Barclays sees upside in stocks as re-risking stays subdued

Investing.com -- Barclays believes the path of least resistance for equities is still higher, supported by muted re-risking, resilient earnings, and favorable liquidity conditions.

Despite a market rebound in recent weeks, the firm notes that “mutual funds inflows stalled in May,” while hedge funds and CTAs remain “under-exposed to equities.”

According to Barclays, “retail buying showed only a modest pickup,” and although allocation to equities remains high, investor sentiment is cautious.

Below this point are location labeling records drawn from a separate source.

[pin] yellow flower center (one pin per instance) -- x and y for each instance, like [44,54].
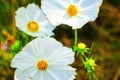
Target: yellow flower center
[72,10]
[81,46]
[42,65]
[33,26]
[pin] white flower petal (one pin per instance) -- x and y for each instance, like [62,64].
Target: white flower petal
[32,13]
[62,73]
[25,74]
[64,57]
[53,52]
[32,10]
[88,11]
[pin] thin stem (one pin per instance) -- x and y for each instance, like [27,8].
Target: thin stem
[95,76]
[75,39]
[82,59]
[90,76]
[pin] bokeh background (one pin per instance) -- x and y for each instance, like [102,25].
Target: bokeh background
[104,32]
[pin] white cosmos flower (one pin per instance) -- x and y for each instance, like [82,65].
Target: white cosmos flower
[74,13]
[33,21]
[44,59]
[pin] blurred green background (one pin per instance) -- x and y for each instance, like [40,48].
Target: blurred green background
[104,32]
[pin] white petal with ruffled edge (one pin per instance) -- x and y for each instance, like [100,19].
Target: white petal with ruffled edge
[57,13]
[33,13]
[57,56]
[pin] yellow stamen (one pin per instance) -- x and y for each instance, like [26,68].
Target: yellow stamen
[72,10]
[33,26]
[42,65]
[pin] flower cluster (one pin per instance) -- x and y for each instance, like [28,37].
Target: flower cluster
[45,58]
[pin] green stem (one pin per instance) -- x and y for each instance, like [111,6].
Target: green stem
[90,76]
[75,39]
[95,76]
[82,59]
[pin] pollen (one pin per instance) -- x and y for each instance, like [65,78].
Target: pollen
[42,65]
[33,26]
[72,10]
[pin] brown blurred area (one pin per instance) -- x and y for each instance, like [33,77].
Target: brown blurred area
[104,32]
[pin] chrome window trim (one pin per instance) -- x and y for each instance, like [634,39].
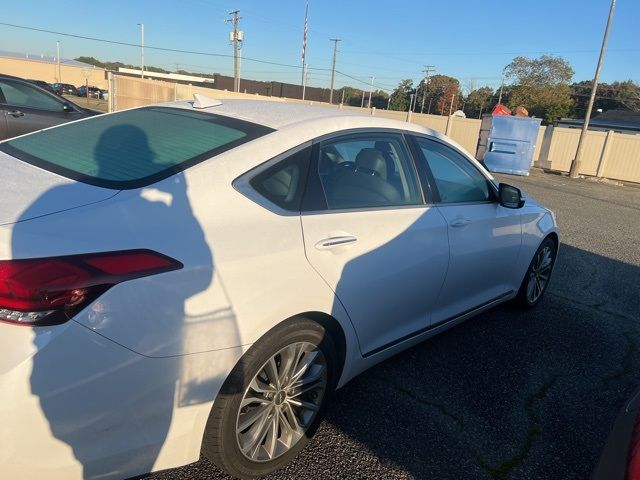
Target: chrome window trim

As a result, “systematic buying may help equities to keep grinding higher” as volatility stays contained.

The equity outlook is also being cushioned by improving fundamentals, according to the bank.

“Resilient earnings, a pick-up in buybacks activity and a steady rise in global M2 liquidity all favour equities,” Barclays said, even as concerns about U.S. debt sustainability temporarily flipped the equity-bond correlation negative.

Meanwhile, a rotation out of U.S. equities and into the rest of the world (RoW) appears to be gaining momentum.

“U.S. vs. RoW equity flows have started to turn and follow the dollar lower,” with global ex-U.S. equities “breaking out from their post-GFC range.”

While European investors haven’t sold U.S. assets aggressively, “U.S.-domiciled investors sold U.S. equities and bought into RoW equities last month.”

European equity demand “remains steady,” especially from domestic investors, and EM equities have also benefited from a weaker dollar. Japan saw equity inflows pick up, though fiscal concerns led to bond outflows.

Sector rotation trends are also said to suggest opportunity. “Cyclicals outperformed in May and saw inflows pick up,” Barclays said, while crowding remains low in EU exporters, autos, consumer cyclicals, energy, and AI plays.

Among the current market risks, Barclays lists potential “pain trades” as “higher equities, lower yields, higher USD, US>ROW, Cyclicals>Defensives, Growth>Value, and EU exporters>domestics.”